Every October, Ogden Elementary School hosts a Make A Difference Day, and for this year they partnered with Paws of War, an organization that trains rescue dogs to be service animals for veterans.
The school that houses second-to fifth-graders auctioned off 10 decorated statues of bulldogs, the school district’s mascot, along with several paintings by students to help raise money for the organization. Students also had the chance to contribute to a grade-wide mural or do some arts and crafts. However, the service dogs stole the show as students crowded around to pet them.
Each year the school chooses a different organization, this year Thomas Finn, an art teacher, suggested Paws of War. Finn found the organization after his dog became friendly with one of the service dogs at a park. The veteran, John, had befriended a dog while on duty before getting injured and sent back home. “Paws of War went back to Afghanistan, into the war zone and found the dog and brought him back,” Finn said. “I mean, a dog gets lost in a neighborhood and it’s hard to find, but in a war zone can you imagine?”
Cassandra Espadas, a Paws of War employee, said they do everything they can to make sure every veteran gets the right dog. That could be flying across the world to find it, providing training for a dog they already have or working with shelters to find the perfect pup. “It give the dogs a new purpose, beyond just being a companion animal,” she said, “and it gives the vet the support that they need, whatever that may be. We work with vets that have PTSD (Post Traumatic Stress Disorder), traumatic brain injury and some have physical problems as well.”
Lionel Bauman, a Vietnam veteran, was there with his service dog, Mr. Wrinkles. Bauman had adopted Mr. Wrinkles on his own about a year before finding Paws of War and going through their training. “He helps me, ” said Bauman, “my wife and I both love animals.”
Bauman was also thrilled to see the work students had put into the day. “It’s good that the kids know about the service dog and what they do,” he said. “It’s an opportunity for the kids to learn how to give of themselves without necessarily getting anything in return.”
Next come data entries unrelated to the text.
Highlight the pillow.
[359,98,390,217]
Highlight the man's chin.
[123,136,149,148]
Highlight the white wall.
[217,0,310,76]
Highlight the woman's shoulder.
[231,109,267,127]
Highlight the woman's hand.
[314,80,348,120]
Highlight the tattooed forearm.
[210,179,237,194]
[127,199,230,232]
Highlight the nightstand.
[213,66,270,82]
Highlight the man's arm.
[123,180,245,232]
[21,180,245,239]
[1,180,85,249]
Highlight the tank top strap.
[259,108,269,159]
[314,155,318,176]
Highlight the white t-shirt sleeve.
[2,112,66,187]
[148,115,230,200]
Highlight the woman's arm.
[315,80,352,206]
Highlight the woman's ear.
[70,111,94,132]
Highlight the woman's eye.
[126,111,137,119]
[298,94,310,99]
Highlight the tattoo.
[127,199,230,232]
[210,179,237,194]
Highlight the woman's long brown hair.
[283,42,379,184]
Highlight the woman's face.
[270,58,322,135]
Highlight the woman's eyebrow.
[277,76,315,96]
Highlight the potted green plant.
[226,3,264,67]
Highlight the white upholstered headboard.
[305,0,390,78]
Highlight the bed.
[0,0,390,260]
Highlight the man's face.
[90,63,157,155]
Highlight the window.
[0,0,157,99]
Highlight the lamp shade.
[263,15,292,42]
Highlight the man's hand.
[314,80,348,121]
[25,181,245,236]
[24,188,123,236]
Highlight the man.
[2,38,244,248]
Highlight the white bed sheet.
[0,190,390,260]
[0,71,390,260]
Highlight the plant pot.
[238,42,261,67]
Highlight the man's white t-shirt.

While most of the children were excited to pet the dogs there were a select few who were helping to run the event. Sofia Toumazatos, a fifth-grader, set up the ribbon barrier around the dogs and was tasked with keeping the younger students from getting to crazy when they see the dogs. “I think it’s a really good program to help the help the most,” she said, adding that spending the day around the dogs wasn’t a bad perk either.
Finn said that the program’s grand finale will be Nov. 9, when they hold a Veterans Day assembly, where they present Paws of War with the $3,000 they earned from the auction. “I hope people become members and do monthly donations, and I hope the kids remember … that’s showing me this is working, they’re really understanding what we’re doing here,” he said.